Sur le plan économique, « l’Agence pour la modernisation de l’Ukraine », née sous l’impulsion de Bernard-Henri Lévy notamment, prévoit de réunir 300 milliards de dollars dans un fonds d’investissement.
Elle prévoit aussi de moderniser le système de santé du pays avec l’aide de l’inévitable French Doctor Bernard Kouchner.
Mais du côté russe aussi, on s’active : ainsi la politique d’investissement en Grèce, en cours d’élaboration avec Alexis Tsipras, renoue avec les fondamentaux de l’histoire longue, celle des peuples de culture orthodoxe.
Encore une fois, l’Europe paraît coupée en deux.
Il y a aussi Chypre, avec qui le président Vladimir Poutine entretient d’excellentes relations, notamment militaires.
Et aussi la Hongrie, à travers notamment le « Turkish Stream », nouveau gazoduc imaginé par la Russie pour remplacer le South Stream avorté, et contourner l’Ukraine et la Bulgarie : traversant la Mer noire, ce nouveau tracé rejoindrait la frontière gréco-turque, d’où il pourrait arroser l’Europe par le biais de la Serbie, de la Macédoine et de la Hongrie.
Enfin, au Proche Orient, la politique d’équilibre avec la Syrie et l’Iran que prônait Vladimir Poutine depuis des années, pour contrer le radicalisme sunnite commence à montrer son efficacité.
La levée des sanctions contre l’Iran laisse présager d’accords, officiels ou non, des puissances occidentales avec la Syrie de Bachar El Assad pour lutter contre l’Etat Islamique.

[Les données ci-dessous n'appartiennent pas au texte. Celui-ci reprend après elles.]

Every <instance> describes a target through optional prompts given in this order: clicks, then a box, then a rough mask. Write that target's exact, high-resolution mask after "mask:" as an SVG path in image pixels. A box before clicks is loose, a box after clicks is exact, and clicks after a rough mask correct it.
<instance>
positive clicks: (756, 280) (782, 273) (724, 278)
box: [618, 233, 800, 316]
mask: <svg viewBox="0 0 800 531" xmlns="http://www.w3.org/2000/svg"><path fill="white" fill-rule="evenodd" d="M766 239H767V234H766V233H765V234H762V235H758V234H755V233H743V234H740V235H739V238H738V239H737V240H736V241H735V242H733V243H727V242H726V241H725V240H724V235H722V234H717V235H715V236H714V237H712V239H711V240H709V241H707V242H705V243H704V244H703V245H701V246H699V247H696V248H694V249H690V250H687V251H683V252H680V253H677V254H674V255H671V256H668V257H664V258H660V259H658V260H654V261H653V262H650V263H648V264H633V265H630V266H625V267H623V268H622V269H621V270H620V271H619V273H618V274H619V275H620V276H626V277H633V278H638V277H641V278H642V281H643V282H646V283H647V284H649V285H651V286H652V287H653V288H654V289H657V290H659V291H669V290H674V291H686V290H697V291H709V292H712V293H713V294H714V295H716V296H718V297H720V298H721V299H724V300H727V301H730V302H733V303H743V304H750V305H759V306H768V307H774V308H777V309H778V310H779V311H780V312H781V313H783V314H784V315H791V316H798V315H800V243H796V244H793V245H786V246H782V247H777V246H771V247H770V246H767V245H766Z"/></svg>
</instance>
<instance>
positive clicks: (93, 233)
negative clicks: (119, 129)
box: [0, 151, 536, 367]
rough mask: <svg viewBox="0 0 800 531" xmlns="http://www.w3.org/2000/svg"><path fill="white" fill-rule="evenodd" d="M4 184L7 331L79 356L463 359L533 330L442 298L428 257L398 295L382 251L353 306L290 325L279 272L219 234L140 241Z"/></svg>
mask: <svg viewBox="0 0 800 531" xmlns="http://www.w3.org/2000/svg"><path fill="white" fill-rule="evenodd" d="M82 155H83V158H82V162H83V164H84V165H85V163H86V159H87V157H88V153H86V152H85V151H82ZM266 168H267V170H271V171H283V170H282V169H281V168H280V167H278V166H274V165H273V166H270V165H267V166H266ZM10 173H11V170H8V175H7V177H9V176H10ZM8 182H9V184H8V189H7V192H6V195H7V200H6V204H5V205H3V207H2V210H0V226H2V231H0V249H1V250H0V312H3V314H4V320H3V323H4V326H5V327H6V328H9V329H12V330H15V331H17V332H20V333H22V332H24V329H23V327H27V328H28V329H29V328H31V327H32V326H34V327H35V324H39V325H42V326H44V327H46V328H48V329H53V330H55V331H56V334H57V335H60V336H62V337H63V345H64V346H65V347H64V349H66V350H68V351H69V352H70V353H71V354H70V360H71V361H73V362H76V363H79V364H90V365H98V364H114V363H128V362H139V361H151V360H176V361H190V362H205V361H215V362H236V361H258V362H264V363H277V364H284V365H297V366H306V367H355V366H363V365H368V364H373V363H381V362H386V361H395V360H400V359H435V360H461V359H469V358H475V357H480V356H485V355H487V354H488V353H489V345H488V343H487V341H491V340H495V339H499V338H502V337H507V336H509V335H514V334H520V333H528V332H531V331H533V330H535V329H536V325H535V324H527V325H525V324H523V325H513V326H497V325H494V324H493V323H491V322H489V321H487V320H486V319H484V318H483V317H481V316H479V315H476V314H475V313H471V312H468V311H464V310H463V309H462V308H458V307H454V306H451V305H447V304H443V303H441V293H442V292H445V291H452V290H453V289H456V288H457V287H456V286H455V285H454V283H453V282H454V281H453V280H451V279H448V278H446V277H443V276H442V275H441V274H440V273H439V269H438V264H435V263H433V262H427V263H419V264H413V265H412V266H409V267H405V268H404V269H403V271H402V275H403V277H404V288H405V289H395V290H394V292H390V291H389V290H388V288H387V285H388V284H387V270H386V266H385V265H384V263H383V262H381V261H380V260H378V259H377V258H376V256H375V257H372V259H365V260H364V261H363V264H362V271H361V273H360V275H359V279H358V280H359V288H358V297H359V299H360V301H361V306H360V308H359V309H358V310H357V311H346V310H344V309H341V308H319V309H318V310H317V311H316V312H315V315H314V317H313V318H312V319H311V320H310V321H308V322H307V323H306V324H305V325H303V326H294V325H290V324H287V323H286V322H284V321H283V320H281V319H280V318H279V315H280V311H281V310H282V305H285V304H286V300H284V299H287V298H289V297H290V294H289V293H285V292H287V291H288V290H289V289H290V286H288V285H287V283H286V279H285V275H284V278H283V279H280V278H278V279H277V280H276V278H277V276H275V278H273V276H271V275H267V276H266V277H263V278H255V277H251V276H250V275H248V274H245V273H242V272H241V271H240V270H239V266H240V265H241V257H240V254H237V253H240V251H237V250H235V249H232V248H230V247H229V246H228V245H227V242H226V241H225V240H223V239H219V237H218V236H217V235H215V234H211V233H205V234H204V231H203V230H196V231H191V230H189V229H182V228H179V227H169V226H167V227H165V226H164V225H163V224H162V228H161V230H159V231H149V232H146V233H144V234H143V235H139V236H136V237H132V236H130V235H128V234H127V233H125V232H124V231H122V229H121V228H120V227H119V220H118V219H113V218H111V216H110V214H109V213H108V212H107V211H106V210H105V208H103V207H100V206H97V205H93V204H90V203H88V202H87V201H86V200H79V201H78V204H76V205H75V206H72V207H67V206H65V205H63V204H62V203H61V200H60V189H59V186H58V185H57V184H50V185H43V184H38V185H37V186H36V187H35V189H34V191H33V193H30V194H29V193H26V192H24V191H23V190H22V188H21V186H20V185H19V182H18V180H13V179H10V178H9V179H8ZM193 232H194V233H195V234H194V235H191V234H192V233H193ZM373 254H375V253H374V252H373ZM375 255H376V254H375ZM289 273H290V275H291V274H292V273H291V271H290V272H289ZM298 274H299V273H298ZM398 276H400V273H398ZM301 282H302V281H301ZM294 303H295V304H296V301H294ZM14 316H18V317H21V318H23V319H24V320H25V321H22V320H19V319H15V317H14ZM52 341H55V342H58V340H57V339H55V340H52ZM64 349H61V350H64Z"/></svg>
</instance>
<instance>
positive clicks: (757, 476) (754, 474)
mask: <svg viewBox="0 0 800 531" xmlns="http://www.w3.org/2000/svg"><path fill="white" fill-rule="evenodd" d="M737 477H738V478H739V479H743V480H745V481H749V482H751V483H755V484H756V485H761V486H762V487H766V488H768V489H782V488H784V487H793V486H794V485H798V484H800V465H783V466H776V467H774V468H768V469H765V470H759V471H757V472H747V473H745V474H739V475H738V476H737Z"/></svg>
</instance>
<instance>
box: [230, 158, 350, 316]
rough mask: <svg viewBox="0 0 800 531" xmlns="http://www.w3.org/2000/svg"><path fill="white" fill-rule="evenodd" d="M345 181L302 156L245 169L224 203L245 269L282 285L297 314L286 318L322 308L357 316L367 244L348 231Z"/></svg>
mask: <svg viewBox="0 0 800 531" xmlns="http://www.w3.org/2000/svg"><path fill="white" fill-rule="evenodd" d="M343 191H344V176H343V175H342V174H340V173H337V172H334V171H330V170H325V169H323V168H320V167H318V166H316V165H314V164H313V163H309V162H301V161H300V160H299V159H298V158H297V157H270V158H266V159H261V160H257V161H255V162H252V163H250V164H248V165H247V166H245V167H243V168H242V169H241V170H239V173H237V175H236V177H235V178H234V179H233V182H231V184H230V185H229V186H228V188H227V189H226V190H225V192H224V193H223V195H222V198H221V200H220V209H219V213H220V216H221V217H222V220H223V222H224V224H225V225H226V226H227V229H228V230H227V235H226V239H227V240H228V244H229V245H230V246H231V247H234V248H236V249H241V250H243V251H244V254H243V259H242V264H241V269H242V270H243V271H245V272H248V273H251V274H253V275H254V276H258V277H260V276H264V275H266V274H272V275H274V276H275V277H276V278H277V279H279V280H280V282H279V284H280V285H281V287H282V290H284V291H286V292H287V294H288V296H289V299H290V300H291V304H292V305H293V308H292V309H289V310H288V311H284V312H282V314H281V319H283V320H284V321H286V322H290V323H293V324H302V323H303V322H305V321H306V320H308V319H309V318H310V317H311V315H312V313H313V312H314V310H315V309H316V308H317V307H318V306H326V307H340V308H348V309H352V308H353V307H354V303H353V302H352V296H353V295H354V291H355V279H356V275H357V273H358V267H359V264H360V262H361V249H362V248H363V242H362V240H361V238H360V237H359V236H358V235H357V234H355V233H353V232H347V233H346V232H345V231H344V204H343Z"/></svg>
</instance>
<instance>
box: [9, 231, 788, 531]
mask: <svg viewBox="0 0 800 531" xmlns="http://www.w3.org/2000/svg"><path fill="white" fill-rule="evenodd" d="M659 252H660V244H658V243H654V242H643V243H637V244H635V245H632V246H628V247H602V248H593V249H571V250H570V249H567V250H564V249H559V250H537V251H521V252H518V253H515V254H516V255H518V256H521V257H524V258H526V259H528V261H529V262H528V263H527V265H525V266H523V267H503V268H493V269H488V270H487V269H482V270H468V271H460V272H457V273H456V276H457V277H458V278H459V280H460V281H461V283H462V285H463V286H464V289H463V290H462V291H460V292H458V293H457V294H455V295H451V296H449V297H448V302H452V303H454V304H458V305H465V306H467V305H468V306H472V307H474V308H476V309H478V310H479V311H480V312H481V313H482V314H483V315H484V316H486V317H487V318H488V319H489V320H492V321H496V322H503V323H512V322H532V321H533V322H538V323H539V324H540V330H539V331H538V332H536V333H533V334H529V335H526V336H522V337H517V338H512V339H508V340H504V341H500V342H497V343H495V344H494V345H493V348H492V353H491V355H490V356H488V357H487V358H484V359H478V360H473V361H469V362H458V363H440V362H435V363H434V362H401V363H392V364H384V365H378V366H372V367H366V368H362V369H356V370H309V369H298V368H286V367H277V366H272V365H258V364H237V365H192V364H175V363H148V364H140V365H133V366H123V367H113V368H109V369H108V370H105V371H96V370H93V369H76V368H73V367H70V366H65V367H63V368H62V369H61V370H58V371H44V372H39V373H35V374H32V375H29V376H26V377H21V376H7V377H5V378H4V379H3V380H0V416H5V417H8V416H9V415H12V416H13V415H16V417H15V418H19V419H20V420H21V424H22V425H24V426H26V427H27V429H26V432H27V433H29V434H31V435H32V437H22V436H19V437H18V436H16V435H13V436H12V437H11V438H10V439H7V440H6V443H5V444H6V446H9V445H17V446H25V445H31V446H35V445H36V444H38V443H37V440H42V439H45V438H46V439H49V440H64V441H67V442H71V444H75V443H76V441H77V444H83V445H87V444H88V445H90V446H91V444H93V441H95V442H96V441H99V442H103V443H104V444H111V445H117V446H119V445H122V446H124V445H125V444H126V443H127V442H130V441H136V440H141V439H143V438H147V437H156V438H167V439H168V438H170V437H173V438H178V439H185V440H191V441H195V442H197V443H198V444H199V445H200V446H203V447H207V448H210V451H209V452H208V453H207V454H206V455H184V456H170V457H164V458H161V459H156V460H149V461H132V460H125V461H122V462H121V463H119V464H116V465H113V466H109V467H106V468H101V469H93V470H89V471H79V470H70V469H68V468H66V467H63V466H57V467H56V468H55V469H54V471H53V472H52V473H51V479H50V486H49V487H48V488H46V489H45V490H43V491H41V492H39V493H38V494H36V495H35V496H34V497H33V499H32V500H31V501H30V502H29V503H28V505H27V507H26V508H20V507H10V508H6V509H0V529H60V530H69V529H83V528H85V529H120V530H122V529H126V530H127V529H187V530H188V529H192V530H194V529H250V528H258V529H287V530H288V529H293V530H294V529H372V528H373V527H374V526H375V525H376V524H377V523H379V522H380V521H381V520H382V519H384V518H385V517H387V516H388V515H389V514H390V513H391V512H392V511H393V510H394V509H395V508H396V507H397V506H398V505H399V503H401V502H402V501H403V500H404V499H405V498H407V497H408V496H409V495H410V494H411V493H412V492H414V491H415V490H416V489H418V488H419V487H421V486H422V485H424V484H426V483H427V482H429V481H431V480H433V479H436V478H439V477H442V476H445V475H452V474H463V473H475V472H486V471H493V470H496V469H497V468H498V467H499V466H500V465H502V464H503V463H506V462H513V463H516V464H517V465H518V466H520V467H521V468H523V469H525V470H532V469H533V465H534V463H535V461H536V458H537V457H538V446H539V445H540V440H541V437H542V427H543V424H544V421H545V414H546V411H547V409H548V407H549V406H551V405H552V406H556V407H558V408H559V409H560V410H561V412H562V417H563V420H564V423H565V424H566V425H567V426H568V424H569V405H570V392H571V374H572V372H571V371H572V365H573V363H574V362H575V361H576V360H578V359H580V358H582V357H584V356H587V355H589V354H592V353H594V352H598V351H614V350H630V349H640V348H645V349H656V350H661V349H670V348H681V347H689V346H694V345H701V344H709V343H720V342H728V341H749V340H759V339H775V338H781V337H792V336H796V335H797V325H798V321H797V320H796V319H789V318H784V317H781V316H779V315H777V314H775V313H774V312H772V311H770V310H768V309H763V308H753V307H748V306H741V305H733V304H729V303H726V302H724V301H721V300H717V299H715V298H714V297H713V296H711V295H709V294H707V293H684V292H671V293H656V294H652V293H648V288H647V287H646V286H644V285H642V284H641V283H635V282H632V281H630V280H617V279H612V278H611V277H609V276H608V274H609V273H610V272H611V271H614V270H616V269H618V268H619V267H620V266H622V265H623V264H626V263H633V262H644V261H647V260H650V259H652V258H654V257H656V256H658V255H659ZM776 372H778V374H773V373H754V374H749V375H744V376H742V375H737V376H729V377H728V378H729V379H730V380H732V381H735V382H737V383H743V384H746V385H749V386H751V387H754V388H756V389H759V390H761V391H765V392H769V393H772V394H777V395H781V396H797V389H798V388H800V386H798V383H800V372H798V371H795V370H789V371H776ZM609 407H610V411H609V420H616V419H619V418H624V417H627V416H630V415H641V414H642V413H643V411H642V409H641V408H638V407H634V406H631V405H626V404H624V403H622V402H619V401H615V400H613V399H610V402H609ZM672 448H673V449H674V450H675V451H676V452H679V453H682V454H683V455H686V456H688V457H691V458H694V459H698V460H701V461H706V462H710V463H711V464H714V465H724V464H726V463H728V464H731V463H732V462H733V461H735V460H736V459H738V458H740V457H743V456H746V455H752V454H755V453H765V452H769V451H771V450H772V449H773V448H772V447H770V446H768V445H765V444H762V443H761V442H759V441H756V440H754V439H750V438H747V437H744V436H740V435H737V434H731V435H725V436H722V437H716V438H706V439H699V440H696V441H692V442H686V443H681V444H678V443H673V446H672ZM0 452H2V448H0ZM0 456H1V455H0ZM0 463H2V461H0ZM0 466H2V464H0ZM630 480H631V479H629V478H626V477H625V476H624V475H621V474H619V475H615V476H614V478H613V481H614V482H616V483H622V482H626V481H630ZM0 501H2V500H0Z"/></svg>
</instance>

Les Russes préservent ainsi leur base de Tartous en Syrie, et s’apprêtent à honorer leurs anciens accords avec l’Iran en lui livrant des missiles S300.
Le drame vient encore une fois de l’inertie de la diplomatie européenne, qui semble toujours à la traîne.
Il aura fallu que les Etats-Unis décident de discuter avec l’Iran pour que l’Europe l’accepte.
De même, demain, les chancelleries de Paris, de Berlin et de Londres accepteront certainement de renouer avec Assad si le grand protecteur américain le juge bon.
Mais l’impossibilité du dialogue européo-russe est plus grave, parce qu’il s’agit de deux grandes civilisations contiguës, dont les histoires se recoupent.
Parce qu’on n’a pas fait hier l’Europe culturelle, on récolte des querelles économiques.
L’Europe doit revenir à une vraie hiérarchie de ses priorités. Il est temps de créer enfin des échanges culturels et universitaires avec la Russie, pour renouer le dialogue sur des bases sûres et équilibrées.